1B Lars Anderson – traded to Cleveland Indians for Steven Wright
Wow, Lars Freaking Anderson! A blast from the past! Back in 2012 the Sox dealt Anderson, who was once one of their top prospects (John Sickels had him ranked #1 in Boston’s system going into 2009), to the Indians for Wright. The knuckleballer has been up and down for Boston over the last several years, but he’s been solid for the most part, in addition to being hurt and suspended. Anderson, now 31, has only seen 56 at-bats in the bigs – all with Boston back in 2010-2012. He’s since been in the Indians, Cubs and Dodgers systems and most recently played for Sydney in the Australian Baseball League in 2017. He did not play in 2018.
RHP Jonathan Aro – traded with Wade Miley to Seattle Mariners for Roenis Elias and Carson Smith
Smith was in 18 games for Boston this year. Try 8 games in 2017 and only 3 in 2016, this after a stellar 2015 with Seattle. He has not had any impact in Boston although he earns a World Series ring this year. Do we remember Aro? He had only pitched in 6 games for Boston (10.1 IP) in 2015 before the trade that December. He followed that up with 1 game (0.2 IP) in 2016 for the Mariners and that was the last time he pitched in the majors. Aro spent all of 2017 in AAA for Seattle and all of 2018 in AAA for San Diego. He’s now 28.
LHP Jalen Beeks – traded to Tampa Bay Rays for Nathan Eovaldi
#RedSoxNation won’t care one iota if Beeks goes on in 2019 to win consecutive Cy Youngs for the Rays (after Blake Snell takes the award this year) because it would’ve all been worth it. Eovaldi is now a folk hero in Boston and all around New England following his dominant 2018 postseason. Nobody will soon forget the 97 pitch relief appearance in Game 3 of the World Series. Does anyone even remember that he was the losing pitcher in the 18th inning? It doesn’t matter. Dombrowski took a chance on a 28-year-old arm that has been through two Tommy John surgeries. And like the Pearce deal, it paid off. Eovaldi is a free agent and may not be back in Boston as he impressed on the biggest stage and many teams will be interested this offseason. On the other hand, Beeks reached the majors in 2018, getting in 2 games for Boston (1 GS) before the trade and 12 with Tampa Bay. He struggled in his first big league action posting a 5.51 ERA, 1.50 WHIP and a 7.5 K/9, down from 12.1 in the minors with Triple-A Pawtucket.
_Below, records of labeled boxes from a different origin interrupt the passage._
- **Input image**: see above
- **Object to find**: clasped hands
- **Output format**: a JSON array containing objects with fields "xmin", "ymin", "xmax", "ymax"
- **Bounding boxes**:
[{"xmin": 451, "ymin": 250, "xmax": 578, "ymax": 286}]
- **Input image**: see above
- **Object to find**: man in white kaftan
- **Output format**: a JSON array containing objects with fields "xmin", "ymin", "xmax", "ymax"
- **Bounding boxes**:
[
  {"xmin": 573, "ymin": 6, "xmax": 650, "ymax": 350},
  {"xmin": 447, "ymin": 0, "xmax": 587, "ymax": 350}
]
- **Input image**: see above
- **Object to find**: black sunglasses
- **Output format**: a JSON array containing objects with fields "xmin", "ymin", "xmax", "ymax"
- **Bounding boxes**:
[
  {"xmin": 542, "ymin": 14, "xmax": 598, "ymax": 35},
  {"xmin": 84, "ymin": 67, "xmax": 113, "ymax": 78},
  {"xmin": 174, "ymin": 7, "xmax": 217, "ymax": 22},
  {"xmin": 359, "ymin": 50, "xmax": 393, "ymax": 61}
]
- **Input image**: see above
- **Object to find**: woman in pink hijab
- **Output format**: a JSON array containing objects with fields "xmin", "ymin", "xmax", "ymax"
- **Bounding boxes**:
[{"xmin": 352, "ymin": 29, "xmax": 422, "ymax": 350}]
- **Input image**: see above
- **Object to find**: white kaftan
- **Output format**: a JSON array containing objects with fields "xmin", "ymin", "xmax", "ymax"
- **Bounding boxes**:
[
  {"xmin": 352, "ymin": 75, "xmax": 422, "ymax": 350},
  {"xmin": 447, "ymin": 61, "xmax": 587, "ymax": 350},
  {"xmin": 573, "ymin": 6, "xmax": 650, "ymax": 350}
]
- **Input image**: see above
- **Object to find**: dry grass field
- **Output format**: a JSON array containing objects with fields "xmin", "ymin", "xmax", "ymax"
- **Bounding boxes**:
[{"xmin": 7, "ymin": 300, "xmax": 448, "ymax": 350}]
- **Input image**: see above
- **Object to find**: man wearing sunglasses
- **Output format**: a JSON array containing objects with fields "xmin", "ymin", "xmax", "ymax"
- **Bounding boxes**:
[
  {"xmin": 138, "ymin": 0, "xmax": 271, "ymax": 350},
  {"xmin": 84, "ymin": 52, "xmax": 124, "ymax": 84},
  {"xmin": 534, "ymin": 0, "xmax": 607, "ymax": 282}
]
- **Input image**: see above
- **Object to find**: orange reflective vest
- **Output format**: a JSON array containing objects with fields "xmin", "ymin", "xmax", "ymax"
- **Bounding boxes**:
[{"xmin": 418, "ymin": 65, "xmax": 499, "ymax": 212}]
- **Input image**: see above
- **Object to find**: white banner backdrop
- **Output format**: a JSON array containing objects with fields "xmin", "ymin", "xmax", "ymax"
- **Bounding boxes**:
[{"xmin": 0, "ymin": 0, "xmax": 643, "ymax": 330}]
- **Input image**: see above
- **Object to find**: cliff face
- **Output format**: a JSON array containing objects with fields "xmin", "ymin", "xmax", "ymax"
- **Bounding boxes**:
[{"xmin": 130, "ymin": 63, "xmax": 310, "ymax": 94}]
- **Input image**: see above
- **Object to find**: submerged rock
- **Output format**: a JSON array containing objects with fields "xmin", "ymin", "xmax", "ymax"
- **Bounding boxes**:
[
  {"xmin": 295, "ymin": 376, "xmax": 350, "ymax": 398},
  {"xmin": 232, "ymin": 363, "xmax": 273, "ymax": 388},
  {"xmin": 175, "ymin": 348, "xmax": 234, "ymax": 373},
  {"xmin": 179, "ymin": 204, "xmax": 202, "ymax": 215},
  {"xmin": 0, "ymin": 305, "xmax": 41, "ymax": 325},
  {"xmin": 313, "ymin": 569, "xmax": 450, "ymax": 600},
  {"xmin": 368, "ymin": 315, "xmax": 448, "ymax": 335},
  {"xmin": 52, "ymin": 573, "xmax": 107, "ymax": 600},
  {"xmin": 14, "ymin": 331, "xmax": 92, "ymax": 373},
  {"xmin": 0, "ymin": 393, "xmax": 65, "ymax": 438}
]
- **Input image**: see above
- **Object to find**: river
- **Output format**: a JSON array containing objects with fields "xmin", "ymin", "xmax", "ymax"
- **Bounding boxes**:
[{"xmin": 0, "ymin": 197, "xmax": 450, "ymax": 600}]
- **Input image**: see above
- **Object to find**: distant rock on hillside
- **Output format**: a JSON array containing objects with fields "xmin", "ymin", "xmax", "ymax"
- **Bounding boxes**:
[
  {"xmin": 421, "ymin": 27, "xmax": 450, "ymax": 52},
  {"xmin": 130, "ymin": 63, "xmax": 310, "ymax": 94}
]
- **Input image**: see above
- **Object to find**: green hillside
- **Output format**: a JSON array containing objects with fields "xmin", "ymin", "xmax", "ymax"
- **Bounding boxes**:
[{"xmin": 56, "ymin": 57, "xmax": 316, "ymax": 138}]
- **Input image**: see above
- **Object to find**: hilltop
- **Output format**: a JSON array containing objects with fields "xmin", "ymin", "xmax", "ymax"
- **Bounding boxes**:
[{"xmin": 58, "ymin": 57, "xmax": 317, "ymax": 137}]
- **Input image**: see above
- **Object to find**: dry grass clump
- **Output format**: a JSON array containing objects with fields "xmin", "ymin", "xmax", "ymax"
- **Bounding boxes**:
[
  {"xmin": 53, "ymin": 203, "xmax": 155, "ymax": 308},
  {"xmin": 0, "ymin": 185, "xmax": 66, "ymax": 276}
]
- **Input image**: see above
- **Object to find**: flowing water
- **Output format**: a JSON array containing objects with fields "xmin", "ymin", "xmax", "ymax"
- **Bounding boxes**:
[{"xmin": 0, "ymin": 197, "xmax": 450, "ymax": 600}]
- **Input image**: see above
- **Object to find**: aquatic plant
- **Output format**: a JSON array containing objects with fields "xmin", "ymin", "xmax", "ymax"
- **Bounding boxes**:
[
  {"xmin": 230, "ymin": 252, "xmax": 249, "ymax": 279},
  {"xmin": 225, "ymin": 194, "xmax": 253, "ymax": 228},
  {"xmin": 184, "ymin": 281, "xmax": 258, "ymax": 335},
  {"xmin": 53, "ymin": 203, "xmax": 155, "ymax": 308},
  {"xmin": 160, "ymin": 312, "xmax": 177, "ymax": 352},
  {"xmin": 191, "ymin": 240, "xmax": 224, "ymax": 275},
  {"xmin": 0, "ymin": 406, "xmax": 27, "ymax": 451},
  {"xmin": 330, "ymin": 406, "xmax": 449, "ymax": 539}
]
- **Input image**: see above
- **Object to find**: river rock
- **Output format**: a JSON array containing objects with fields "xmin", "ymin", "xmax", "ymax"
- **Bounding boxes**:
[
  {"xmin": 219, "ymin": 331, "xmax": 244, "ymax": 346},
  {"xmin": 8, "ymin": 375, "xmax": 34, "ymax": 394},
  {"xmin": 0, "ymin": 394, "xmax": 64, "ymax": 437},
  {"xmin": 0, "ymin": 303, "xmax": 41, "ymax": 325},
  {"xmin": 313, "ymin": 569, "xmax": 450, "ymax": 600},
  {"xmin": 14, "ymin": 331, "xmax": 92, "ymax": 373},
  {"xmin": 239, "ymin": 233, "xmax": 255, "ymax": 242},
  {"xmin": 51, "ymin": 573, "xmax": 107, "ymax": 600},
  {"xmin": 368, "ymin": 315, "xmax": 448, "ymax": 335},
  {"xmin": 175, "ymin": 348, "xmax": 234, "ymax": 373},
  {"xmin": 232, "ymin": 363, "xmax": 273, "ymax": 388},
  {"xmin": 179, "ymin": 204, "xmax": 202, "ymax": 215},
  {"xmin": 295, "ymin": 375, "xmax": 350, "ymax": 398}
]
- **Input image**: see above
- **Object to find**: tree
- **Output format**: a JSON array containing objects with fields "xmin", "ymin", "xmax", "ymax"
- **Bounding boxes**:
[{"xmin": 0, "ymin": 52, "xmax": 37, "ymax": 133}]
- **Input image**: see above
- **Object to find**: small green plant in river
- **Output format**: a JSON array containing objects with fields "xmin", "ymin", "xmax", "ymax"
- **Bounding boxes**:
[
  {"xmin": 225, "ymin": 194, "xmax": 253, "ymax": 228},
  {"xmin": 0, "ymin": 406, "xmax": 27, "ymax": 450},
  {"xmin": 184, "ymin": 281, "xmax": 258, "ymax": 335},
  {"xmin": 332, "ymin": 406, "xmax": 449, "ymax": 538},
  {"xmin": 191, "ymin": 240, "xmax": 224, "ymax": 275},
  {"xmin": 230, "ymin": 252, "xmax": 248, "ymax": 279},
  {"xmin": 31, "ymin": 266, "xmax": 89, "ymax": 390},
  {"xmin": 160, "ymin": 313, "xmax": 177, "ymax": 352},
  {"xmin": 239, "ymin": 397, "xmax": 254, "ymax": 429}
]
The 2018 Red Sox roster was made up of homegrown talent, stars signed through free agency, and others strategically acquired via the trade market. This theme of trading prospects for proven talent worked in the long run for Boston as another World Series trophy now sits in Fenway Park. It will be interesting to follow other teams that follow this model in hopes of cashing in on top MiLB players. In the end, prospects are really cool (especially for those of us who participate in deep dynasty fantasy baseball leagues!) but give me a World Series parade and I’ll take that ten times out of ten.